Apple will comply with a Russian law that could force them to decrypt data on Russian customers at the government’s request.

The law took effect last year and requires the tech giant to store data on servers in Russia for up to six months. Apple acquiesced to a similar law last year in China, a smartphone market in which it has invested heavily.

News of Apple registering with the Russian government on Dec. 25 to agree it would comply with the law was confirmed by Russian telecommunications agency Roskomnadzor and reported on the Apple news site, Apple Insider.

This will no doubt open Apple up to criticism from data privacy groups, who believe the government could use the information to target dissident activists and political opponents.

Apple CEO Tim Cook is a vocal supporter of strict data privacy and Apple uses security as a selling point for its products.

The week’s news has dinged Apple’s privacy protective powers with several stories suggesting its operating systems are not impenetrable.

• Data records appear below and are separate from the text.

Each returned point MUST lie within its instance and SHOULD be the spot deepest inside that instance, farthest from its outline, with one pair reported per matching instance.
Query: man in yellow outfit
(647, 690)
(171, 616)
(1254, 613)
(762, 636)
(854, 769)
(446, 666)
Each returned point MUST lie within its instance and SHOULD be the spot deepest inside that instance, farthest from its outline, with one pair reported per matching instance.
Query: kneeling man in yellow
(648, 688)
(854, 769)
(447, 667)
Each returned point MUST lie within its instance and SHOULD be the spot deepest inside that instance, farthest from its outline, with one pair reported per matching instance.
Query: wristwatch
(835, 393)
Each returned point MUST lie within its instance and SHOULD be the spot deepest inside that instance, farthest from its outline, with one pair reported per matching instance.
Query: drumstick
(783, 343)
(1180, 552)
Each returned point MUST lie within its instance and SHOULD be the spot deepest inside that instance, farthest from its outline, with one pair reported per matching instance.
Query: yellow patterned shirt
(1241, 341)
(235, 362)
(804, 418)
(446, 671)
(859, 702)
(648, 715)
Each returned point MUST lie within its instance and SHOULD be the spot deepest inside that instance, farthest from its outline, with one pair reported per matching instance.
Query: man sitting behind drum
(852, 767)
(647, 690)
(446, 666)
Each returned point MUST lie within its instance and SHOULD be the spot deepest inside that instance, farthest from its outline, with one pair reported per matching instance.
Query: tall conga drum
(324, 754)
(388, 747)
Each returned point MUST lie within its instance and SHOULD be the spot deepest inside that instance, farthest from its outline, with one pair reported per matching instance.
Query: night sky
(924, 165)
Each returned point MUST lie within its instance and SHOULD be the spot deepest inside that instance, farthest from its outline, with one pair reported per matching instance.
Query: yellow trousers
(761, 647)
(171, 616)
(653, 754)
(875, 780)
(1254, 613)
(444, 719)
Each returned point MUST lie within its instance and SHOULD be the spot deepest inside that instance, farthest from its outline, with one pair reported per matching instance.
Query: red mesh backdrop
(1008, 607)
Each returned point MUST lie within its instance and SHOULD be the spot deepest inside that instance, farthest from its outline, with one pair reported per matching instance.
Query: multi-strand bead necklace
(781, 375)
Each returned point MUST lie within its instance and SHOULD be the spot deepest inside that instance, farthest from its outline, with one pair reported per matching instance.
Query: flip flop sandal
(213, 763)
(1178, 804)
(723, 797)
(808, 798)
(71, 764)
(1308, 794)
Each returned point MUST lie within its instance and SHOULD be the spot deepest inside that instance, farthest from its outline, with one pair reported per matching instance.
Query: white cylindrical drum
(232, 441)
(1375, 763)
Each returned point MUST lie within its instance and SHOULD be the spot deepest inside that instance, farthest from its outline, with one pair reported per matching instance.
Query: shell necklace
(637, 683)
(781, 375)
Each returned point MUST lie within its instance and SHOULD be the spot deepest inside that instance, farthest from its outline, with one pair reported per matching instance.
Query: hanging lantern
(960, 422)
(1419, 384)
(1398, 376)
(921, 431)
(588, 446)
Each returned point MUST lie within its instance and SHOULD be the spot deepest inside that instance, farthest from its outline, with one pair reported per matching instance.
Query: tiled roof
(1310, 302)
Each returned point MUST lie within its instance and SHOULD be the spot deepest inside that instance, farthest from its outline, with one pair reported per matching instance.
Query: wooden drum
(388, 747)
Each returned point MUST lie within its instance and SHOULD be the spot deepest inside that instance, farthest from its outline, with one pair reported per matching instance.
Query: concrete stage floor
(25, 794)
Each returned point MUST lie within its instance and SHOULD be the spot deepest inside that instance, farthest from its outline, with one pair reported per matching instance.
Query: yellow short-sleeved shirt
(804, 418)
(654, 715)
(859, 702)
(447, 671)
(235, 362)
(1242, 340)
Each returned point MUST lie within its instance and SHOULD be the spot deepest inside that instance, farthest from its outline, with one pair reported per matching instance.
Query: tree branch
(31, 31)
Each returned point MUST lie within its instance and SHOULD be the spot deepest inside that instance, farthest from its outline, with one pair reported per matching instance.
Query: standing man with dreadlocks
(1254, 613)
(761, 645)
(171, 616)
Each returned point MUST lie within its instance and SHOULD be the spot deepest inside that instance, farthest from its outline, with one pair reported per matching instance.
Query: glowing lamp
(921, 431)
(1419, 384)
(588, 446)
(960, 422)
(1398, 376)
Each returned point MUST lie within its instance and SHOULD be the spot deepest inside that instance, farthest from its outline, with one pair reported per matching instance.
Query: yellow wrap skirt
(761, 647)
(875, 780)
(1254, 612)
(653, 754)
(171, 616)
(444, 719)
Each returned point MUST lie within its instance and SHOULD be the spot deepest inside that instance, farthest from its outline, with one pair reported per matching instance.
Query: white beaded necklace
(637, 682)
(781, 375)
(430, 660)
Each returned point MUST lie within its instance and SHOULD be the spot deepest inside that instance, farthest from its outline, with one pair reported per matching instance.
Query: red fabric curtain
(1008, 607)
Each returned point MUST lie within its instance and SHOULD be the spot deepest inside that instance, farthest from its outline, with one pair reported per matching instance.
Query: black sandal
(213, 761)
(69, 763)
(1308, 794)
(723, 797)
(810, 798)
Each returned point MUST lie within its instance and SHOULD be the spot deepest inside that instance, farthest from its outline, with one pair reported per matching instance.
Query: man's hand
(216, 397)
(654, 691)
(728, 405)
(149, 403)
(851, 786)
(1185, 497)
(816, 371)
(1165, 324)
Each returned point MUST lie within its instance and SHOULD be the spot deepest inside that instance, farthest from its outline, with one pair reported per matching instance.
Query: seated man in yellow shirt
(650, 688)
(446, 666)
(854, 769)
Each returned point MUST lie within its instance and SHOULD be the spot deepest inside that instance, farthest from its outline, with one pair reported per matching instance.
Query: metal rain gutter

Cook had to apologize after a software bug that made eavesdropping possible on group FaceTime. Facebook and Google were found to be violating Apple’s developer privileges and privacy codes with sideloaded research apps that rewarded participants for usage information.

Reuters also broke a story about intelligence contractors working for the United Arab Emirates using malware to take advantage of a security flaw in iMessage to skim personal information on targets in neighboring countries.

Now Apple is caving to the Russian government at a time when U.S. and Moscow have renewed a familiar Cold War chill.

Human Rights groups fear Russian president Vladimir Putin will use iCloud data to target his opponents, some of whom were allegedly murdered by his order.